并网型退役动力电池储能系统优化控制策略

Optimised Control Strategy for Grid-connected Decommissioned Power Battery Energy Storage System

为实现并网型退役动力电池储能系统的安全可靠运行,基于长短期记忆网络(long short-term memory,LSTM)、模型预测控制(model predictive control,MPC)和载波移相调制,提出了一种LSTM-MPC耦合控制与载波移相调制方法相结合的退役动力电池储能系统优化控制策略。首先,利用实时电流电压,通过LSTM网络和离散模型持续预测下一时刻不同开关状态下的各相的荷电状态(state of charge,SOC)、电压、电流、输出功率;其次,计算变换器所有开关状态下对应的成本函数,建立成本函数最小的优化控制目标,将成本函数值最小的变换器状态作为下一时刻的输入状态;再次,利用系统离散模型计算出最优输出电压与系统单相总电压之比,并将其作为载波移相调制算法的占空比,生成子模块开关信号,在一个调度周期内不断迭代此过程,进行反馈校正,从而实现最优控制。最后,针对电网电压平衡和不平衡工况,从功率跟踪、SOC跟踪、负序电流抑制、功率波动抑制等方面验证了所提控制策略的有效性。仿真结果表明:所提控制策略能够有效实现并网型退役动力电池储能系统的功率跟踪、SOC跟踪。

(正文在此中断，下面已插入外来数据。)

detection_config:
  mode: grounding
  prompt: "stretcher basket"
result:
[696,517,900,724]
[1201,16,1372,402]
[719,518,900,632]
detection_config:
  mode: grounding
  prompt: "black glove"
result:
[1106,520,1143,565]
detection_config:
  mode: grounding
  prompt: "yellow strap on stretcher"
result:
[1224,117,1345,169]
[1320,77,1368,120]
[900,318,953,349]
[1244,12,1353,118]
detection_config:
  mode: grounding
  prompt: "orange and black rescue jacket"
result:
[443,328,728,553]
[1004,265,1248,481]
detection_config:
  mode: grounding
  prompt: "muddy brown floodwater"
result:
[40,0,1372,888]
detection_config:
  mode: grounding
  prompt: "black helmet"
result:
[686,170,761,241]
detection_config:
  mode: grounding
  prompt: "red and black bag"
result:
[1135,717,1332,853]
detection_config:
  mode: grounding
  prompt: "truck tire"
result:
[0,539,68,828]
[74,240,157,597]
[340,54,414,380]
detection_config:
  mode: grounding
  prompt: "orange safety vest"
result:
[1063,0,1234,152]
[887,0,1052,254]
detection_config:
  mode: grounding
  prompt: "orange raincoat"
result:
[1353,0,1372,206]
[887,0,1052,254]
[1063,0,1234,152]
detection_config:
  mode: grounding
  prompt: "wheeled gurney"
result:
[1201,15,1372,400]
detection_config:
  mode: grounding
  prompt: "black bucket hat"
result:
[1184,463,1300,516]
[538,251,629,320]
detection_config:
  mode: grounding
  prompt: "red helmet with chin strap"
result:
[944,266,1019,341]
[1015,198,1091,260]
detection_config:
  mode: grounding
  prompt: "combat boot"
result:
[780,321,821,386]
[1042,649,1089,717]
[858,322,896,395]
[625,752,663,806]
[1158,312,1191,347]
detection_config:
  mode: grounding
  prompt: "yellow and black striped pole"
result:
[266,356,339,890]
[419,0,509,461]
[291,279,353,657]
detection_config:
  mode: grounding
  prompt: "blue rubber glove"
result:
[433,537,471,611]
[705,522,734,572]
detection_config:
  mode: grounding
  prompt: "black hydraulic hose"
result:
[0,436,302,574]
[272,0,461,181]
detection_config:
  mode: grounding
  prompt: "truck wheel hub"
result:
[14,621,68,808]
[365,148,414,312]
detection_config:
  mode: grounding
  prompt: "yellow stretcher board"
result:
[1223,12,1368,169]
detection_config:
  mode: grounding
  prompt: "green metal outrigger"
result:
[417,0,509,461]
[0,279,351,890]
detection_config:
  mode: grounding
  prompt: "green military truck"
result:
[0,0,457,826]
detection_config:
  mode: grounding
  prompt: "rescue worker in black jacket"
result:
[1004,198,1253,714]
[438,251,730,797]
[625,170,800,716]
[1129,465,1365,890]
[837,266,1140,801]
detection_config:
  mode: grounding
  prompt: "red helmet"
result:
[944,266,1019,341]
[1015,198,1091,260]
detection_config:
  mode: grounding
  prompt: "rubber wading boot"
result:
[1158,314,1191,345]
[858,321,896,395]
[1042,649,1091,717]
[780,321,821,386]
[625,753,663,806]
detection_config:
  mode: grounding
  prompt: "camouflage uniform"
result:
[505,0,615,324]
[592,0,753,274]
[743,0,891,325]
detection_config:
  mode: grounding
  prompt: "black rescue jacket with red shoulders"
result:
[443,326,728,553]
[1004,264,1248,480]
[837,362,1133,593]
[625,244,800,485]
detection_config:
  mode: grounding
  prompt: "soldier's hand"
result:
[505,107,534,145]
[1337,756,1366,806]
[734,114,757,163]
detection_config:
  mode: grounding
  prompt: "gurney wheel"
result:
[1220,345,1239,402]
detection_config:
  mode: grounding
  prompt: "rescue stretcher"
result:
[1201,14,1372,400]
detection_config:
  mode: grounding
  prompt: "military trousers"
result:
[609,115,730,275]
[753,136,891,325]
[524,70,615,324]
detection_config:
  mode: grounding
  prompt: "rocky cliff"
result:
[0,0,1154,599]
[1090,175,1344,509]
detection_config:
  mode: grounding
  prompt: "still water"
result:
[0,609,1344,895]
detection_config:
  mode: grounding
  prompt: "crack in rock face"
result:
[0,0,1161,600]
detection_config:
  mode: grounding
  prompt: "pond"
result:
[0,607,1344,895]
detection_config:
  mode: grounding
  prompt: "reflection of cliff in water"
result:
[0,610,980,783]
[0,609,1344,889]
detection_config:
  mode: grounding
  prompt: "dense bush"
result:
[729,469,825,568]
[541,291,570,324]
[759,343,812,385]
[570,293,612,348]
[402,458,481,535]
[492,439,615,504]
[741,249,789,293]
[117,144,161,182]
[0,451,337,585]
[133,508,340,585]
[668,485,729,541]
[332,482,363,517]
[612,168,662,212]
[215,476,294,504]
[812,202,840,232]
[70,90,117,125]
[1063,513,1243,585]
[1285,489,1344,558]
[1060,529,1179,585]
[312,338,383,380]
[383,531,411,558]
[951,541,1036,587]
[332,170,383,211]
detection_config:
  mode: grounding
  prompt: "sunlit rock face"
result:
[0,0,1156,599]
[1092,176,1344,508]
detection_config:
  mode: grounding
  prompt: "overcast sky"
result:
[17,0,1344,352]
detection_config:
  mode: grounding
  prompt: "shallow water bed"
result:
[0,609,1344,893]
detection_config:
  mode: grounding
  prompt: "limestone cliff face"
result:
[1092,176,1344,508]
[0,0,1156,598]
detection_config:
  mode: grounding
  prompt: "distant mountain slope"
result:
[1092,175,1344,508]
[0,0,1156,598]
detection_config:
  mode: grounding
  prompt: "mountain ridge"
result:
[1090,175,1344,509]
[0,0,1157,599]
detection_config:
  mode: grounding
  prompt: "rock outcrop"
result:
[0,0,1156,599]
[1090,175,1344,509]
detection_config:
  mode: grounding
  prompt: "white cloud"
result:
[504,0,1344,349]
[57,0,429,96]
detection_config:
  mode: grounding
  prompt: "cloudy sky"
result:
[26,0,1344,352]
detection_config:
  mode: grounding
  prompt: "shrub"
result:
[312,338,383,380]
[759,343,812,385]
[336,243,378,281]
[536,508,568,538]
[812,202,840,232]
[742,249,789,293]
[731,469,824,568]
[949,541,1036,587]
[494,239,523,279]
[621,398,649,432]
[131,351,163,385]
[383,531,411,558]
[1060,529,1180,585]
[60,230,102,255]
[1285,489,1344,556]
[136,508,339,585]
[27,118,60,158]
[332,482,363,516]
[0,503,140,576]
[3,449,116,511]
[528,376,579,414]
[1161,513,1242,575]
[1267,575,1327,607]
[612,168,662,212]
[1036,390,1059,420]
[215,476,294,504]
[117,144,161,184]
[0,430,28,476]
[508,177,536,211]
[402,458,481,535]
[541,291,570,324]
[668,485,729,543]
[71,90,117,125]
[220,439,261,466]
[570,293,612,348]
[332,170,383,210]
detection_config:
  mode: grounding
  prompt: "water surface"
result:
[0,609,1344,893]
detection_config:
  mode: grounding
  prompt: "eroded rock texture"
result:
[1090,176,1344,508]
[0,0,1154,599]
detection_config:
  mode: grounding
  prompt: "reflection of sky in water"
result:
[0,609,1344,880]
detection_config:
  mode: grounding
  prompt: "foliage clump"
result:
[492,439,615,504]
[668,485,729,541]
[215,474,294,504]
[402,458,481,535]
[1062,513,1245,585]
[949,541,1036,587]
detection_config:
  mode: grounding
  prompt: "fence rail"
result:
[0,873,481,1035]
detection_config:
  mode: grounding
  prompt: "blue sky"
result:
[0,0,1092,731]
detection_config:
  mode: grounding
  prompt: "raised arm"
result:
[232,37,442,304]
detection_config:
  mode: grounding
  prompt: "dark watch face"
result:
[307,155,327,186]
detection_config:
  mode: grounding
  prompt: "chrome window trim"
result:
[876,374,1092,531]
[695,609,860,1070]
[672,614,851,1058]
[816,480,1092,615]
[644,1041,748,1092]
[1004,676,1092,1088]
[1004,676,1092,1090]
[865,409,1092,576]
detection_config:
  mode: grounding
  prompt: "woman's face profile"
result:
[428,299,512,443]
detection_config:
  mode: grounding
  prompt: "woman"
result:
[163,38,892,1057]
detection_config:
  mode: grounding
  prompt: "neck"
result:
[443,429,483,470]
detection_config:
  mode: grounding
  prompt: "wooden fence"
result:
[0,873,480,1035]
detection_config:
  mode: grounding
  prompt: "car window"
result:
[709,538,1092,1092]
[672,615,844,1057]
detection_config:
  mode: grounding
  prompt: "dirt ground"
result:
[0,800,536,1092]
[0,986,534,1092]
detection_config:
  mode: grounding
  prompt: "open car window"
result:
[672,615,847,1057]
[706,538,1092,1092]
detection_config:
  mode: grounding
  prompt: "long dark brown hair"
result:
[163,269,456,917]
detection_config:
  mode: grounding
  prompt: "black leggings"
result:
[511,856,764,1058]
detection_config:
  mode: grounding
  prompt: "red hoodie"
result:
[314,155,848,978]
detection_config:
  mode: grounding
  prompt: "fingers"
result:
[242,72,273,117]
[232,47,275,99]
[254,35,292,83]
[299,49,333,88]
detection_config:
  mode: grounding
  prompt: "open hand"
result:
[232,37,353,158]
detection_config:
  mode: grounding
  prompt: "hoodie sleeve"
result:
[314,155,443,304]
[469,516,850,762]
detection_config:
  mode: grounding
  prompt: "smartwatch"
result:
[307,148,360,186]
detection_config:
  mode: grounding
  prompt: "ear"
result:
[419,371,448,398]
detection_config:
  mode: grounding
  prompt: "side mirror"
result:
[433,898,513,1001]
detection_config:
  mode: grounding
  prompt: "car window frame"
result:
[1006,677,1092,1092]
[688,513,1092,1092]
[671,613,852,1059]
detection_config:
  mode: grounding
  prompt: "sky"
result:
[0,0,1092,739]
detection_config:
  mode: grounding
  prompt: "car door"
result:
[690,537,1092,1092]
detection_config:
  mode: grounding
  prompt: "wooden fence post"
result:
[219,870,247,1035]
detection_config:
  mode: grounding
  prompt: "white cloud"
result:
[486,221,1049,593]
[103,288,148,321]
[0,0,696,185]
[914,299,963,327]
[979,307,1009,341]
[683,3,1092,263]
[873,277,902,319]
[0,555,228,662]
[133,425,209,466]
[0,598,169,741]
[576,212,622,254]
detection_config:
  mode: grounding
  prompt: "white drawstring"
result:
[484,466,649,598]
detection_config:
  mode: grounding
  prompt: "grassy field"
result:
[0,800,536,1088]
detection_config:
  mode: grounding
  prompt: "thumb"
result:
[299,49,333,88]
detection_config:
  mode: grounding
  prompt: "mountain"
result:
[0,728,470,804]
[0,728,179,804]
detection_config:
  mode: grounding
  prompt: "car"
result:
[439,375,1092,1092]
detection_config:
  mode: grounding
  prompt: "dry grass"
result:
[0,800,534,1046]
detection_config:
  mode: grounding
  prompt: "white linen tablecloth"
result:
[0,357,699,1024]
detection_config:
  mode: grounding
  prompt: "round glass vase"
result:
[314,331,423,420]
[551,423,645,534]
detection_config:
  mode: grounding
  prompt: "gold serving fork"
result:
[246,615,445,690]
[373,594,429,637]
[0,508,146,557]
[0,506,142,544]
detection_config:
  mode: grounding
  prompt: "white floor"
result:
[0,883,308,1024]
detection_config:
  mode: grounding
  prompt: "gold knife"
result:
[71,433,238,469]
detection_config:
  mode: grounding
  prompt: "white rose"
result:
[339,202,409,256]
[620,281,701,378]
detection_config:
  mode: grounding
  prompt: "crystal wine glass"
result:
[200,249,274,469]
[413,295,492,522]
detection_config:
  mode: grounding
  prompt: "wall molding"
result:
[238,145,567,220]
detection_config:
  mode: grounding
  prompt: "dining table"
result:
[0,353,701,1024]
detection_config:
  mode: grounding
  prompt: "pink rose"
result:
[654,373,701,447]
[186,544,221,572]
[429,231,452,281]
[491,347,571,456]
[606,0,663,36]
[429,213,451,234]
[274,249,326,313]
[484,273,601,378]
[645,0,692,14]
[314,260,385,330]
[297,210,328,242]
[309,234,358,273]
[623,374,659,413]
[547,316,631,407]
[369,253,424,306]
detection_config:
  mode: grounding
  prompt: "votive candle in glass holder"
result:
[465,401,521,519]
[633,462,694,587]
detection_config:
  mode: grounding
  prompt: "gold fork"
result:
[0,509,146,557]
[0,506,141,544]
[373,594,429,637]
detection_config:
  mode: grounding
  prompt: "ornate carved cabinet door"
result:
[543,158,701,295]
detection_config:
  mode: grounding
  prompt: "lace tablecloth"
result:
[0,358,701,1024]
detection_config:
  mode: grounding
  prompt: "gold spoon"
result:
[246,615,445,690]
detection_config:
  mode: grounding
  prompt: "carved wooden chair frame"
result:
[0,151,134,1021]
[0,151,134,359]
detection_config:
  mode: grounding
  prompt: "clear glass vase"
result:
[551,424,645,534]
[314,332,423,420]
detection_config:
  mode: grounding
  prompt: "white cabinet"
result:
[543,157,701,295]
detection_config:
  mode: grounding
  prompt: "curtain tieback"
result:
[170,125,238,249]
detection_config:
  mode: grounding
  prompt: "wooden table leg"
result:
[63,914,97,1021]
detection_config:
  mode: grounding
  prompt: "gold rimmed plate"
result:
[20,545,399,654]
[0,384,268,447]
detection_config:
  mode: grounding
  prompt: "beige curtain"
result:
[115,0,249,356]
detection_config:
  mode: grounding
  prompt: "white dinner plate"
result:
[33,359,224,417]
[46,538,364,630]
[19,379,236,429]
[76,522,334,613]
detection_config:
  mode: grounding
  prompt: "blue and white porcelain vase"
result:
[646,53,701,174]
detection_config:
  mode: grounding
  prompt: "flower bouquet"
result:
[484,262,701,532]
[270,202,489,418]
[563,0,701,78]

In order to achieve the safe and reliable operation of grid-connected decommissioned power battery energy storage system,based on long short-term memory(LSTM),model predictive control(MPC)and carrier phase-shift modulation,a coupled LSTM-MPC control and carrier phase-shift modulation method was proposed as an optimal control strategy for decommissioned power battery energy storage system by combining LSTM-MPC coupled control and carrier phase-shift modulation method.Firstly,the real-time current and voltage were used to continuously predict the state of charge(SOC),voltage,current,and output power of each phase under different switching states at the next moment by using LSTM network and discrete model.Secondly,the cost functions corresponding to all the switching states of the converter were calculated,and the optimal control objective with the smallest cost function was established,so that the converter state with the smallest cost function value was used as the input state at the next moment.The converter state with the smallest cost function value was taken as the input state at the next moment.Thirdly,the ratio of the optimal output voltage to the total single-phase voltage of the system was calculated by using the system discrete model,which is used as the duty cycle of the carrier phase-shift modulation algorithm to generate the submodule switching signals,and the process was continuously iterated in a scheduling cycle to perform the feedback correction,so as to realise the optimal control.Finally,the effectiveness of the proposed control strategy was verified in terms of power tracking,SOC tracking,negative sequence current suppression,and power fluctuation suppression for both balanced and unbalanced grid voltage conditions.The simulation results show that the control strategy proposed can effectively achieve the power tracking and SOC tracking of the grid-connected retired power battery energy storage system.